[Linux-ha-dev] Re: [DRBD-user] drbd peer outdater: higher level implementation?

Sun Sep 14 16:31:36 CEST 2008

On Sun, Sep 14, 2008 at 12:28:51AM +0200, Lars Marowsky-Bree wrote:
> > > After it connects (and possibly resynchronizes), it clears the
> > > "peer dirty" flag locally. (Assume that it both sides are secondary at
> > > this point; that'd be the default during a cluster start-up.)
> > > 
> > > When one side gets promoted, the other side sets the "peer dirty" flag
> > > locally.  When it demotes, both sides clear it. Basically, each side
> > > gets to clear it when it notices that the peer is demoted.  So far, so
> > > good.
> > > 
> > > Scenario A - the replication link goes down:
> > > 
> > > - Primary:
> > >   - Freezes IO.
> > >   - Calls out to user-space to "fail" the peer.
> > >   - Gets confirmation that peer is stopped (via RA notification).
> > >   - Resumes IO.
> > > 
> > > - Secondary:
> > >   - Simply gets stopped.
> > >   - It'll assume "peer dirty" anyway, until it reconnects and
> > >     resyncs.
> > 
> > how can it possibly reconnect and resync,
> > if it is stopped?
> 
> I meant "eventually", ie sometime the admin is going to fix it and then
> it'll be able to reconnect and resync, and clear the flag.

admin intervention required for a network hickup.
not an option.

> > right now, without dopd, and this "all new dopd in higher levels with
> > notifications and stuff" does not exist yet, either
> > this is possible:
> 
> Well, of course I'm describing the target scenario, not the current one.
> I entirely agree that that is possible right now.

sure. but we have dopd. and it covers this.
master/slave notifications alone, as was your original proposal,
certainly cannot, as you meanwhile noticed.
your current, combined proposal involving the notifications for some
part, and calling out to "fail" a node, i.e.  stop the secondary because
of a network hickup, is worse than dopd.

you try to concinve me to stay with dopd ;)

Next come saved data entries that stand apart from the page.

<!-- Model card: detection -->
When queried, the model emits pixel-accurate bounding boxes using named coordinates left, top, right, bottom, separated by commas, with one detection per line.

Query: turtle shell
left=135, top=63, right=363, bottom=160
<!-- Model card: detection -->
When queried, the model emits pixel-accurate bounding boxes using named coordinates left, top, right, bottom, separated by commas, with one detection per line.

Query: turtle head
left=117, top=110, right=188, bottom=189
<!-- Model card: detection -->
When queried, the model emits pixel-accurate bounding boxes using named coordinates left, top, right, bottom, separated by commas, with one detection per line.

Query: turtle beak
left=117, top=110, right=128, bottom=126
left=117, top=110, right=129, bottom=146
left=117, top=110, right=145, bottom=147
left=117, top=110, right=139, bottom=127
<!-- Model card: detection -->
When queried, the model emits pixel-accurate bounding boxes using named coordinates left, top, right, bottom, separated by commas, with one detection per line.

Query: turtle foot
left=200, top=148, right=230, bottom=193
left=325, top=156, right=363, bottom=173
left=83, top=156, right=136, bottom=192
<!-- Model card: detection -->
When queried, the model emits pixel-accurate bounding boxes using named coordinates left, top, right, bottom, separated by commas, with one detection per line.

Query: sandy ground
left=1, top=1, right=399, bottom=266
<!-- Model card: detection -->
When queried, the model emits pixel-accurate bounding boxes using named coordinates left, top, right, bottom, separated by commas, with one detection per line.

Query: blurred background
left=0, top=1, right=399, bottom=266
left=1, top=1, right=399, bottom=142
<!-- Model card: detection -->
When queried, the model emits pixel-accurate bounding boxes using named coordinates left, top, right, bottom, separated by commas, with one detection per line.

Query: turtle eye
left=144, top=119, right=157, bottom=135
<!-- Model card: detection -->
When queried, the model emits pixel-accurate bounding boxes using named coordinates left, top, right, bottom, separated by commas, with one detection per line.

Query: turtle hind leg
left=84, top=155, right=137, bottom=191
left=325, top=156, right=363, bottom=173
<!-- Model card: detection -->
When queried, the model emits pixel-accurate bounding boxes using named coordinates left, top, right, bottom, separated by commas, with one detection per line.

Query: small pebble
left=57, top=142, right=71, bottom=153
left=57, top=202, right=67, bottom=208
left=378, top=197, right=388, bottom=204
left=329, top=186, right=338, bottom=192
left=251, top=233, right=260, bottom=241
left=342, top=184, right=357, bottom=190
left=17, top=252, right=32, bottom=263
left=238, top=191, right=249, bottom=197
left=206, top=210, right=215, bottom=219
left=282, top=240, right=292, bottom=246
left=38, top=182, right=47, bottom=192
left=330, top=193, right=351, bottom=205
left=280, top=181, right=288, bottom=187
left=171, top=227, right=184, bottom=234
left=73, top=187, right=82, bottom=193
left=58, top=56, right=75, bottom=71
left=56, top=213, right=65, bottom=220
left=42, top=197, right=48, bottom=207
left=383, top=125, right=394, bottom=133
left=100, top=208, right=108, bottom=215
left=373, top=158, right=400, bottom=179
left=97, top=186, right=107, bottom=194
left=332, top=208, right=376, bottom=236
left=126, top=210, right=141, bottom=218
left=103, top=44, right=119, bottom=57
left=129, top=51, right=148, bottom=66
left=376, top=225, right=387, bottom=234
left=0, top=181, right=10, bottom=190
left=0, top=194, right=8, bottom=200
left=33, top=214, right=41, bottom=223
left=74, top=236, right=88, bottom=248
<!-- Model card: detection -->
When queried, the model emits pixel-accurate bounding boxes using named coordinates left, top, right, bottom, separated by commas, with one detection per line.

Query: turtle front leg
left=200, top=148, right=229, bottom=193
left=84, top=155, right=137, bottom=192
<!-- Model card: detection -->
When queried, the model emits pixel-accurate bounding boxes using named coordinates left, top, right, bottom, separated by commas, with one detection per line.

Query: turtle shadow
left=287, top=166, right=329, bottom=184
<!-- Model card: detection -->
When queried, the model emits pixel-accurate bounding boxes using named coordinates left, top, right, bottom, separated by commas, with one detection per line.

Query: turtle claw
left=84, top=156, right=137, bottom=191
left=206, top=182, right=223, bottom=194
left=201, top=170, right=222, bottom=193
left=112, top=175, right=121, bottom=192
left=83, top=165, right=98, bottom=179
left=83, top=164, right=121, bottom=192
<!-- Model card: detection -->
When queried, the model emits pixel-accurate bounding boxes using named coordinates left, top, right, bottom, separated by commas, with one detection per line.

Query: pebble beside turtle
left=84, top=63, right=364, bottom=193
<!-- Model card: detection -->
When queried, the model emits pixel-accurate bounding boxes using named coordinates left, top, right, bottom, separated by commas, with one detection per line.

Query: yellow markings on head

> > situation 2: "outdate needed or data jumps back in time"
> > 
> >     replication link breaks
> 
> That's the very first scenario I described!
> 
> >     primary keeps writing
> >         (which means secondary has now stale data)
> 
> First, it wouldn't keep writing in the described approach, but freeze,
> and only resume to write after it has been notified that the peer has
> been stopped.
> 
> >     primary crashes
> >     heartbeat promotes secondary to primary
> >     and goes online with stale data.
> 
> Second, even if Pacemaker would restart the secondary (which was stopped
> due to the failure), the secondary would be unable to promote as "the
> flag" would be set by default on start-up.
> 
> I really believe that the approach I described covers this.

and needs admin intervention to start the secondary again,
just because some switch reset.

> > variation: instead of primary crash, cluster crash.
> >     cluster reboot, replication link still broken.
> >     how do we prevent heartbeat from chosing the "wrong" node for promotion?
> 
> This scenario is indeed not perfectly handled by my approach as
> described: it does handle that the "wrong" secondary doesn't get
> promoted, but it would indeed prevent _both_ sides from being promoted,
> which is not good.
> 
> First, the theoretical response to this is that replication link down
> plus crash of two nodes actually constitutes a triple failure, and thus
> not one we claim the cluster protects against. ;-) For some customers,
> manual intervention here would be acceptable.

dopd handles it, your proposal does not.
dopd is already there.
dopd is simpler.
dopd wins.

> But second, a possible solution is to write a persistent "I was primary"
> flag to the meta-data.

already there.

> On start, this would then set crm_master's
> preference to non-zero value (say, 1), which would allow the node to be
> promoted. This might be a tunable operation.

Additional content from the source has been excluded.